Three visits to Solaris: from Lem through Tarkovsky to Soderbergh


Stanislav Lem

"Solaris"

Arrival

At nineteen o'clock onboard time, I went down the metal steps into the container. There was just enough room to raise your elbows. I inserted the tip of the hose into the fitting protruding from the wall, the suit swelled, and I could no longer make the slightest movement. I stood, or rather sat, in an airy bed, forming a single whole with the metal shell.

Raising my eyes, I saw through the convex glass of the walls of the well and above the face of Moddard bending over him. Then the face disappeared and it became dark - the heavy safety cone was closed at the top. The whistle of electric motors, which were tightening the bolts, was heard eight times, then the squeak of air in the shock absorbers. My eyes adjusted to the darkness. I've already seen the greenish outline of the universal pointer.

“Ready, Kelvin?” - came through the headphones.

- Ready, Moddard. – I answered.

- Do not worry about a thing. The station will accept you,” he said. - Bon Voyage!

I didn’t have time to answer - something scraped above me and the container shook. Instinctively, I tensed my muscles. But nothing else happened.

- When does it start? - I asked and heard a noise, as if grains of the finest sand were falling onto the membrane.

- You're already flying, Kelvin. Be healthy! – answered Moddard’s close voice.

Before I fully realized it, a wide gap opened right in front of my face, through which I saw stars. In vain I tried to find Alpha Aquarius, to which the Prometheus was flying. This region of the Galaxy was completely unknown to me. Sparkling dust flashed through the narrow window. I realized that I was in the upper atmosphere. Motionless, surrounded by pneumatic cushions, I could only look in front of me. I flew and flew, not feeling it at all, I only felt how gradually my body was insidiously engulfed by heat. The viewing window was filled with red light. I heard the heavy beats of my own pulse, my face was burning, my neck was tickled by the cool stream from the air conditioner. I regretted that I was not able to see the Prometheus - when the machine guns opened the observation window, it was probably already out of sight.

The container roared once, twice, then its body began to vibrate. This unbearable trembling passed through all the insulating shells, through the air cushions and penetrated into the depths of my body. The greenish outline of the pointer was blurred. I didn't feel afraid. It was not for the same reason that I flew such a distance to die at the very target.

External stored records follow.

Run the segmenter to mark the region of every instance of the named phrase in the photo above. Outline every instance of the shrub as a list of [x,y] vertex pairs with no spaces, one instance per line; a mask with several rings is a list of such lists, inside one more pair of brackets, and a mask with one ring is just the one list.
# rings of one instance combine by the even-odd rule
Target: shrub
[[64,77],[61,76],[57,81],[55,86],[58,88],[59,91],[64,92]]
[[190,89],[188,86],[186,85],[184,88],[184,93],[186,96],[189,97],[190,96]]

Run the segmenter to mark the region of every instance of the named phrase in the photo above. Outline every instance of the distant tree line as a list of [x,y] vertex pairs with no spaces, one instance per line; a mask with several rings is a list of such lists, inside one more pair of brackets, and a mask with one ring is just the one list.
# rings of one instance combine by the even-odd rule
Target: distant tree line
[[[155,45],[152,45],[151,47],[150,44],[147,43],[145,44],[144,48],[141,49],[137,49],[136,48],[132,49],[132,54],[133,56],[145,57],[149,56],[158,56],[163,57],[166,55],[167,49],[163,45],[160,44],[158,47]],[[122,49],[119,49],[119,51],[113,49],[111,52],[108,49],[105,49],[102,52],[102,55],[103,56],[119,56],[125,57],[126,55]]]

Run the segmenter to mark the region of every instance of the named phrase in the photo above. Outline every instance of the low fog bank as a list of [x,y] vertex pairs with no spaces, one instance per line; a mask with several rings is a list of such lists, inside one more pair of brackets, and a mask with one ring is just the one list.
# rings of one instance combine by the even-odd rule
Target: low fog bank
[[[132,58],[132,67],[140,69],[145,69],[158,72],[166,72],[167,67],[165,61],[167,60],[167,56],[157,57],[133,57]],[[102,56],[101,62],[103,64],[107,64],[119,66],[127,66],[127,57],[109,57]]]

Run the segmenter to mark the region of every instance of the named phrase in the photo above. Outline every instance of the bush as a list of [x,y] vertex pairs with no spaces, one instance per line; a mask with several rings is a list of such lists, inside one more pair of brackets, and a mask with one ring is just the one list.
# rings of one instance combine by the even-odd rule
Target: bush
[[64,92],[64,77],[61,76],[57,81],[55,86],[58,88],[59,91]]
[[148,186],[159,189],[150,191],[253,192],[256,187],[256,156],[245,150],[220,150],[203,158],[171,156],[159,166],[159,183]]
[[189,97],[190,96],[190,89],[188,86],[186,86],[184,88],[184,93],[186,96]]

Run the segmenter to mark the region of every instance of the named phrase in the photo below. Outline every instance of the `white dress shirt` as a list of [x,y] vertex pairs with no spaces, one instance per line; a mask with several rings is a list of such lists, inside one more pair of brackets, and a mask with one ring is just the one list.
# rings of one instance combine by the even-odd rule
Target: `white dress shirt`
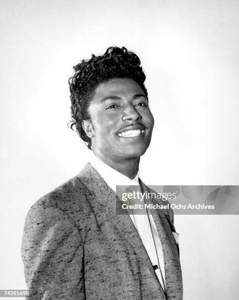
[[[135,177],[131,179],[103,163],[93,154],[90,162],[116,193],[116,185],[140,185],[139,171]],[[153,216],[150,213],[146,213],[146,212],[145,214],[129,215],[138,231],[152,264],[159,267],[155,271],[163,289],[165,289],[166,283],[164,253]]]

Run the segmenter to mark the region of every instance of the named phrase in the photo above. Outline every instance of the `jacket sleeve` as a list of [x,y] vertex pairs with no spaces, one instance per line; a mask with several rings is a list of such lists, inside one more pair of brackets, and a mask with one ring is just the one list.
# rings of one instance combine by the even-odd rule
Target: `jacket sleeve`
[[27,215],[22,254],[32,296],[28,299],[85,299],[82,240],[60,208],[37,202]]

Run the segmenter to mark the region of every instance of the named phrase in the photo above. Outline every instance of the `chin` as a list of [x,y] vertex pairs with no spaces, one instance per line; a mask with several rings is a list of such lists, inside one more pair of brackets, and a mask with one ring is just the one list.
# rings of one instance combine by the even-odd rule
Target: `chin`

“Solaris Station,” I said. - Solaris station. Solaris Station! Do something. I think I'm losing my stability. Solaris station, I'm Kelvin. Reception.

I missed the important moment of the appearance of the planet. She was spread out, huge, flat; Judging by the size of the stripes on its surface, I realized that I was still far away. Or rather, high, because it has already passed that invisible border, after which the distance to a celestial body becomes height. I was falling and felt it now, even when I closed my eyes.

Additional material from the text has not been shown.